Mike Hughes: Architect for Advertising

Three and a half years ago, A+A interviewed Mike Hughes, The Martin Agency’s president and creative director, for a pair of posts. Though diagnosed 13 years earlier with lung cancer, he was still at work at the Richmond, Va. ad agency that he’d guided to greatness.

He stayed there until January of this year, when, given just two weeks to live, he went home to hospice care. In fact, he stuck around for almost 12 more months, until Dec. 15. As always, he made maximum use of his time on this planet, authoring two blogs – one, called “Unfinished Thinking,” about the mysteries of life and death.

Mike was an early and enthusiastic supporter of A+A, always willing to put a little wind in our sails with a few kind words of encouragement. And he was humble, though he denied it. He emailed me after the post below was published in May 2010, to say: “BTW, I would have made a horrible architect. Ginny won’t even let me see a house before we buy it.”

The Martin Agency will hold a private service for him today; a public one is scheduled for Jan. 3 in Richmond, at a location to be announced.

Today and tomorrow, we’ll look back on the career of Mike Hughes:

If he were a patient man, Mike Hughes might have turned to architecture for a career.

Instead, he helped fast-track a small Southern ad agency into a top-tier, nationally-known communications firm.

He’s president of The Martin Agency, named 2010 “Agency of the Year” by ADWEEK. That magazine called him one of the industry’s nine best creative directors, while its competitor, Advertising Age, heralded Martin as fourth best agency in the industry.

If his firm’s client list reads like a Who’s Who of the institutions permeating popular culture today, that’s because Hughes and company worked overtime to inject them into America’s mainstream consciousness.
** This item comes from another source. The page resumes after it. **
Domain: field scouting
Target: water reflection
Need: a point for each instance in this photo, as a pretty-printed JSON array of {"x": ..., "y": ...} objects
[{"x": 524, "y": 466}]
Think of the GEICO caveman and its diminutive gecko. The UPS white board. And the Walmart mantra that urges us to save money and live better.

Chances are, Mike Hughes had a hand in each.

“If we had patience, we’d be architects,” he said. “But ad people are impatient people. We’re remembered much more for our successes than our failures. And unlike architects, our unsuccessful work disappears.”

He got his start in Richmond, Va. An English major at Washington & Lee, he turned reporter for the Richmond Times-Dispatch and News Leader upon graduation. “I thought I wanted to be the features editor at Life magazine,” he said. “But that meant moving to New York, and I was nervous about that.”

In the early ‘70s, he started making the rounds at local ad agencies, looking for a job as a copywriter. He interviewed with Harry Jacobs at Cargill Wilson & Acree, but got turned down. He talked with Dave Martin at Martin and Woltz. No dice. Finally, he spoke with Larry Kaplan, copy chief at the Clinton E. Frank Agency – and bingo – he was hired.

By then he was in his twenties. He began to take huge steps across town, working at one agency and then another, eighteen months at a stretch. Then, when Harry Jacobs offered him a job at the firm he and Dave Martin had formed, he took it.

“When I showed up, I thought I’d be a copywriter,” he said. “But Harry showed me a piece of paper that said ‘Associate Creative Director.’”

“He told me: ‘Develop an eighteen-month plan.’”

The Martin Agency would never be the same.